Monday, January 15, 2018 4:53 AM EDT
Gold prices pushed higher as the US Dollar failed to capitalize on even as CPI data showed core inflation unexpectedly accelerated in December. The outcome buoyed Treasury yields while the Fed rate hike outlook steeped but the greenback’s recent inability to find strength in tightening bets continued, with the anti-fiat yellow metal enjoying support by extension.
Meanwhile, cycle-sensitive crude oil prices advanced amid a broad improvement in market-wide risk appetite. Indeed, the WTI benchmark telling tracked the S&P 500 upward. US retail sales figures may have accounted for the chipper mood. While December’s figures printed broadly as expected, strong upward revisions of November’s data made for a rosy picture. Indeed, consumer-discretionary shares led the way higher.

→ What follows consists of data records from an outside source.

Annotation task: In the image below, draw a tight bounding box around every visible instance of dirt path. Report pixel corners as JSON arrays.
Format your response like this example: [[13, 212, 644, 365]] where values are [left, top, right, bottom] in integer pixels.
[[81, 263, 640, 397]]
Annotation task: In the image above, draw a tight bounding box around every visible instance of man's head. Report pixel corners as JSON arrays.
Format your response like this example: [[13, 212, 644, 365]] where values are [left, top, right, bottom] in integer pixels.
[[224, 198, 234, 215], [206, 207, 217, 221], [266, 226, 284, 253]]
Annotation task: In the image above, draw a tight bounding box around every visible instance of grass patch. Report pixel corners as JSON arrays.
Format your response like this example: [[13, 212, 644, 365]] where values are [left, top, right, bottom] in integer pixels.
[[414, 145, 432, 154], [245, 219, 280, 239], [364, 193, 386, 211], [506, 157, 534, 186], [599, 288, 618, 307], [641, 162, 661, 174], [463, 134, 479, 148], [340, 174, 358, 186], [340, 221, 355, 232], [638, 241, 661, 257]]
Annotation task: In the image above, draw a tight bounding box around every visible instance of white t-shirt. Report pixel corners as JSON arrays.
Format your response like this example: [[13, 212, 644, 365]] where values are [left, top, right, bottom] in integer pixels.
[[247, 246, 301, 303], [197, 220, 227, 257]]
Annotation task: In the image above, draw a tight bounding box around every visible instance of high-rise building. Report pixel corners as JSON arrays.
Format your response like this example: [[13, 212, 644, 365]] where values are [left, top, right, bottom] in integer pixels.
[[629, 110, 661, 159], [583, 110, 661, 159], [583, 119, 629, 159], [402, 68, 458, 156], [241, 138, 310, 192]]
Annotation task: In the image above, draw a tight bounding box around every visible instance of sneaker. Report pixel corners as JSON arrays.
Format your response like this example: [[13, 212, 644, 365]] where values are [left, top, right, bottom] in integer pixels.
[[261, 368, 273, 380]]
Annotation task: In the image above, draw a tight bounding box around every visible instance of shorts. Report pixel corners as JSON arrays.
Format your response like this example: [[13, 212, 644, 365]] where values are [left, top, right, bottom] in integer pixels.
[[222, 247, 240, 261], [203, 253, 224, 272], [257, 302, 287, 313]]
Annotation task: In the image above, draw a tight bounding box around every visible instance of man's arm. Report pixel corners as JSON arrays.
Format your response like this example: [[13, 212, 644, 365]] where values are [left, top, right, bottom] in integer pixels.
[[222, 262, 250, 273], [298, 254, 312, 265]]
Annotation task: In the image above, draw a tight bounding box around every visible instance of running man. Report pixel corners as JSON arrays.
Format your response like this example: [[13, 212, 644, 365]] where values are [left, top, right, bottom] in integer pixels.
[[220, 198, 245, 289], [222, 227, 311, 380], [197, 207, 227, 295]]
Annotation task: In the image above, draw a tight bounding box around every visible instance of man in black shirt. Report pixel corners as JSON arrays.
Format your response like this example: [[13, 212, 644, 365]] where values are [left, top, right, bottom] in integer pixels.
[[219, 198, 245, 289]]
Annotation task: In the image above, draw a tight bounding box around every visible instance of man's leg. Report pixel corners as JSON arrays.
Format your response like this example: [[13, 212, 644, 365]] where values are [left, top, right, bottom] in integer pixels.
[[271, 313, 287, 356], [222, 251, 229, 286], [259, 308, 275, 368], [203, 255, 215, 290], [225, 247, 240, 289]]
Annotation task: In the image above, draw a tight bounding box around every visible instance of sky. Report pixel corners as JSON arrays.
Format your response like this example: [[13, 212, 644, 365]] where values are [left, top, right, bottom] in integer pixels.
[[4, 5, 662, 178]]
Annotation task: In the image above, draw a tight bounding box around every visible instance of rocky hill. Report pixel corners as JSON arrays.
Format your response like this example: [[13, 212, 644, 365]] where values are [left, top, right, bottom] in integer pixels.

Looking ahead, US market closures for the Martin Luther King Jr Day holiday hint at quiet consolidation until participation rebuilds Tuesday. Still, the possibility for stray headline risk to trigger kneejerk volatility from over-the-counter assets including gold warns against complacency, particularly as a number of key political narratives continue to develop in the background.
Gold Technical Analysis – Gold prices are testing resistance at 1342.49, the 38.2% Fibonacci expansion, with a break above that exposing 1353.03 (trend line from July 2016, 50% level). Alternatively, a reversal back below the 23.6% Fib at 1329.45 paves the way for a retest of the January 10 low at 1308.38.
Chart created using TradingView
Crude Oil Technical Analysis – Crude oil prices continue to put pressure on the 50%Fibonacci expansion at 64.32, with a daily close above that opening the door for a test of the 61.8% level at 66.33. Alternatively, a move back below the 38.2%Fib at 62.31 targets the 23.6% expansion at 59.83 anew.